In the Carey Coach, we hold hands. He strokes my fingers one by one. “How come you aren’t wearing my mother’s ring?”
“Because muggers know about Indian women,” I say. They know with us it’s 24-karat. His mother’s ring is showy, in ghastly taste anywhere but India: a blood-red Burma ruby set in a gold frame of floral sprays. My mother-in-law got her guru to bless the ring before I left for the States.
He looks disconcerted. He’s used to a different role. He’s the knowing, suspicious one in the family. He seems to be sulking, and finally he comes out with it. “You’ve said nothing about my new glasses.” I compliment him on the glasses, how chic and Western-executive they make him look. But I can’t help the other things, necessities until he learns the ropes. I handle the money, buy the tickets. I don’t know if this makes me unhappy.

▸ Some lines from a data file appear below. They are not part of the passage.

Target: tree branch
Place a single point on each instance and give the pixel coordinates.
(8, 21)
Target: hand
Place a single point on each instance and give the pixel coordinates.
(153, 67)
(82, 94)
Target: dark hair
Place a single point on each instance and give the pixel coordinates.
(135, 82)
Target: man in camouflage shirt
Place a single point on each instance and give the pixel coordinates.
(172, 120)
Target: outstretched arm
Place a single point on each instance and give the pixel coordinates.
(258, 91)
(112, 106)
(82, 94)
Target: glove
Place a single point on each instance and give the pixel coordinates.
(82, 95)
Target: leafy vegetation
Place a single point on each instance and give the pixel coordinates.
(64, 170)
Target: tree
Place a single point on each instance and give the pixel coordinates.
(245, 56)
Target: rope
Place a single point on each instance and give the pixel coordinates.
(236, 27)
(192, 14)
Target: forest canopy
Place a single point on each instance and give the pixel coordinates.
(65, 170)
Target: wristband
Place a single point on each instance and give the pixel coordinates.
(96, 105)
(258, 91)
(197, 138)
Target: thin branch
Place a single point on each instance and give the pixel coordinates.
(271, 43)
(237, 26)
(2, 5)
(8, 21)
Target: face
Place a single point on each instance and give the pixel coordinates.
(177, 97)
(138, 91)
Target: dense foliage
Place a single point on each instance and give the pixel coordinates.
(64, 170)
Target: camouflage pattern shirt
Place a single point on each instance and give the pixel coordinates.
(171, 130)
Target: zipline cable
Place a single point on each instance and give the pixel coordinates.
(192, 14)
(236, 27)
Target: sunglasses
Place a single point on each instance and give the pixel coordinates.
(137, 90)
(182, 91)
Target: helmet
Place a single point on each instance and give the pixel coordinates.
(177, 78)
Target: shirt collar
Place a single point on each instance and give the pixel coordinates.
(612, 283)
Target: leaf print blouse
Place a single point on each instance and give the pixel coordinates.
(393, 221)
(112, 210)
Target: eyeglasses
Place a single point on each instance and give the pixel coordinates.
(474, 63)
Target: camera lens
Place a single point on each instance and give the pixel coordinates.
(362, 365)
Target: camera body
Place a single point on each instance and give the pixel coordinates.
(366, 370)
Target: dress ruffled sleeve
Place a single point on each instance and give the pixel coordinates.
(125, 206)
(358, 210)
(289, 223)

Charity drives her Nissan upstate, so for two weeks we are to have the apartment to ourselves. This is more privacy than we ever had in India. No parents, no servants, to keep us modest. We play at housekeeping. Imre has lent us a hibachi, and I grill saffron chicken breasts. My husband marvels at the size of the Perdue hens. “They’re big like peacocks, no? These Americans, they’re really something!” He tries out pizzas, burgers, McNuggets. He chews. He explores. He judges. He loves it all, fears nothing, feels at home in the summer odors, the clutter of Manhattan streets. Since he thinks that the American palate is bland, he carries a bottle of red peppers in his pocket. I wheel a shopping cart down the aisles of the neighborhood Grand Union, and he follows, swiftly, greedily. He picks up hair rinses and high-protein diet powders. There’s so much I already take for granted.

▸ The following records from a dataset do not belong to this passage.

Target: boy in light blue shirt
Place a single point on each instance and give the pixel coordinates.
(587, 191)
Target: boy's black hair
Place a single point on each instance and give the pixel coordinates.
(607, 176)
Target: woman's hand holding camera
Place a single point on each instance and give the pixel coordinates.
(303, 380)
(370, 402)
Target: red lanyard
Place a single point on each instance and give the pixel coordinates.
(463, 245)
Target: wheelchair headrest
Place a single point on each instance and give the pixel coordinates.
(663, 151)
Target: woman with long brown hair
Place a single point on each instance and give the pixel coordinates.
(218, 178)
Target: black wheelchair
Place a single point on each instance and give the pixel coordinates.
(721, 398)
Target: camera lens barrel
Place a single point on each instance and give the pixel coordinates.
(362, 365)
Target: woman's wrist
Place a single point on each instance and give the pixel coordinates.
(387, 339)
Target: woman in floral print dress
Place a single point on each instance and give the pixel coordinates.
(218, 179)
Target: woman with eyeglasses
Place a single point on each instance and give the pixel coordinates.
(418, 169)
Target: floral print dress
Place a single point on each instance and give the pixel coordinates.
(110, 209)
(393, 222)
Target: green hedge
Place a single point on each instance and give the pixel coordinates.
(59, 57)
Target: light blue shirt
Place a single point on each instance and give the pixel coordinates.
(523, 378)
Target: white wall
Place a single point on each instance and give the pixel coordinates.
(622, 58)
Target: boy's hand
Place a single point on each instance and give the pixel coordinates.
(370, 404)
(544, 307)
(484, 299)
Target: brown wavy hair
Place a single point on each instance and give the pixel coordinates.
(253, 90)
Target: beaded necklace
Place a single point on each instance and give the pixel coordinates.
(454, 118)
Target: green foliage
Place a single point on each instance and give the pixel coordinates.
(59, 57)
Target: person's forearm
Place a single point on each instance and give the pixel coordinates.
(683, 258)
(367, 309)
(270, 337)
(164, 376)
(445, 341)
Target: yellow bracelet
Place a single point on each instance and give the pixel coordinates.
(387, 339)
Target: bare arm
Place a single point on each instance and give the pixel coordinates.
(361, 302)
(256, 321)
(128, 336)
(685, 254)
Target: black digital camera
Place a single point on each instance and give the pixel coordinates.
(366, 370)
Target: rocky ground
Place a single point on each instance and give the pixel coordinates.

One night, Imre stops by. He wants us to go with him to a movie. In his work shirt and red leather tie, he looks arty or strung out. It’s only been a week, but I feel as though I am really seeing him for the first time. The yellow hair worn very short at the sides, the wide, narrow lips. He’s a good-looking man, but self-conscious, almost arrogant. He’s picked the movie we should see. He always tells me what to see, what to read. He buys the Voice. He’s a natural avant-gardist. For tonight he’s chosen Numéro Deux.
“Is it a musical?” my husband asks. The Radio City Music Hall is on his list of sights to see. He’s read up on the history of the Rockettes. He doesn’t catch Imre’s sympathetic wink.
Guilt, shame, loyalty. I long to be ungracious, not ingratiate myself with both men.
That night my husband calculates in rupees the money we’ve wasted on Godard. “That refugee fellow, Nagy, must have a screw loose in his head. I paid very steep price for dollars on the black market.”